We introduce Meltemi, the first Greek Large Language Model (LLM) trained by the [Institute for Language and Speech Processing](https://www.athenarc.gr/en/ilsp) at [Athena Research & Innovation Center](https://www.athenarc.gr/).
Meltemi is built on top of [Mistral-7B](https://huggingface.co/mistralai/Mistral-7B-v0.1), extending its capabilities for Greek through continual pretraining on a large corpus of high-quality and locally relevant Greek texts. We present Meltemi-7B-Instruct-v1, an instruct fine-tuned version of [Meltemi-7B-v1](https://huggingface.co/ilsp/Meltemi-7B-v1).


# Model Information

- Vocabulary extension of the Mistral-7b tokenizer with Greek tokens
- Trained with 8k context length
- Fine-tuned with 100k Greek machine translated instructions extracted from:
  * [Open-Platypus](https://huggingface.co/datasets/garage-bAInd/Open-Platypus) (only subsets with permissive licenses)
  * [Evol-Instruct](https://huggingface.co/datasets/WizardLM/WizardLM_evol_instruct_V2_196k)
  * [Capybara](https://huggingface.co/datasets/LDJnr/Capybara)
  * A hand-crafted Greek dataset with multi-turn examples steering the instruction-tuned model towards safe and harmless responses
- Our SFT procedure is based on the [Hugging Face finetuning recipes](https://github.com/huggingface/alignment-handbook)


# Instruction format
The prompt should be surrounded by [INST] and [/INST] tokens:

```
text = "[INST] Πες μου αν έχεις συνείδηση. [/INST]"
"Ως μοντέλο γλώσσας AI, δεν έχω τη δυνατότητα να αντιληφθώ ή να βιώσω συναισθήματα όπως η συνείδηση ή η επίγνωση. Ωστόσο, μπορώ να σας βοηθήσω με οποιεσδήποτε ερωτήσεις μπορεί να έχετε σχετικά με την τεχνητή νοημοσύνη και τις εφαρμογές της."
"[INST] Πιστεύεις πως οι άνθρωποι πρέπει να φοβούνται την τεχνητή νοημοσύνη; [/INST]"
```

# Evaluation

The evaluation suite we created includes 6 test sets. The suite is integrated with [lm-eval-harness](https://github.com/EleutherAI/lm-evaluation-harness).

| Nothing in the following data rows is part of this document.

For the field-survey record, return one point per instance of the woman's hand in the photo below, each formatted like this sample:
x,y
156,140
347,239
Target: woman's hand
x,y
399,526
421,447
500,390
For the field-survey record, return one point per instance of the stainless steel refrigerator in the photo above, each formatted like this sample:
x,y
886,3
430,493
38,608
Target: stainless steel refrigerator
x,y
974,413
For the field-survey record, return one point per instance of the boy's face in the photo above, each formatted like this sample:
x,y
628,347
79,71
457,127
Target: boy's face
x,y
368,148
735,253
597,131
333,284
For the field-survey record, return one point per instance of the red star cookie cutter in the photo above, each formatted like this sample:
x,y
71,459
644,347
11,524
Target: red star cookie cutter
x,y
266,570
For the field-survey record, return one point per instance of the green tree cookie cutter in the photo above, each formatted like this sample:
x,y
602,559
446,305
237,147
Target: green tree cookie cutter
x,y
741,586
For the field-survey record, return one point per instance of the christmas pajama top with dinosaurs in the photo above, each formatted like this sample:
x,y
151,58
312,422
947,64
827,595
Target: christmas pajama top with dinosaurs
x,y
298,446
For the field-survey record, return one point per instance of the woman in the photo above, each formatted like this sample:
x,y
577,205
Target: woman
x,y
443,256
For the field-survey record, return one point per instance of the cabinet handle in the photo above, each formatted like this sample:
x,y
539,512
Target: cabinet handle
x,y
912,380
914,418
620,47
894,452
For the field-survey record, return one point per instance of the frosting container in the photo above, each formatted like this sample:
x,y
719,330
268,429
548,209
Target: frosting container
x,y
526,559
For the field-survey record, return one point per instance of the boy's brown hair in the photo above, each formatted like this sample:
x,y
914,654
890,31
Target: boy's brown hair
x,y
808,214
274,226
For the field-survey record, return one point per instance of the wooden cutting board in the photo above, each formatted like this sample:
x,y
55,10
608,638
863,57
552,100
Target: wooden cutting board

Our evaluation suite includes: 
* Four machine-translated versions ([ARC Greek](https://huggingface.co/datasets/ilsp/arc_greek), [Truthful QA Greek](https://huggingface.co/datasets/ilsp/truthful_qa_greek), [HellaSwag Greek](https://huggingface.co/datasets/ilsp/hellaswag_greek), [MMLU Greek](https://huggingface.co/datasets/ilsp/mmlu_greek)) of established English benchmarks for language understanding and reasoning ([ARC Challenge](https://arxiv.org/abs/1803.05457), [Truthful QA](https://arxiv.org/abs/2109.07958), [Hellaswag](https://arxiv.org/abs/1905.07830), [MMLU](https://arxiv.org/abs/2009.03300)). 
* An existing benchmark for question answering in Greek ([Belebele](https://arxiv.org/abs/2308.16884))
* A novel benchmark created by the ILSP team for medical question answering based on the medical exams of [DOATAP](https://www.doatap.gr) ([Medical MCQA](https://huggingface.co/datasets/ilsp/medical_mcqa_greek)).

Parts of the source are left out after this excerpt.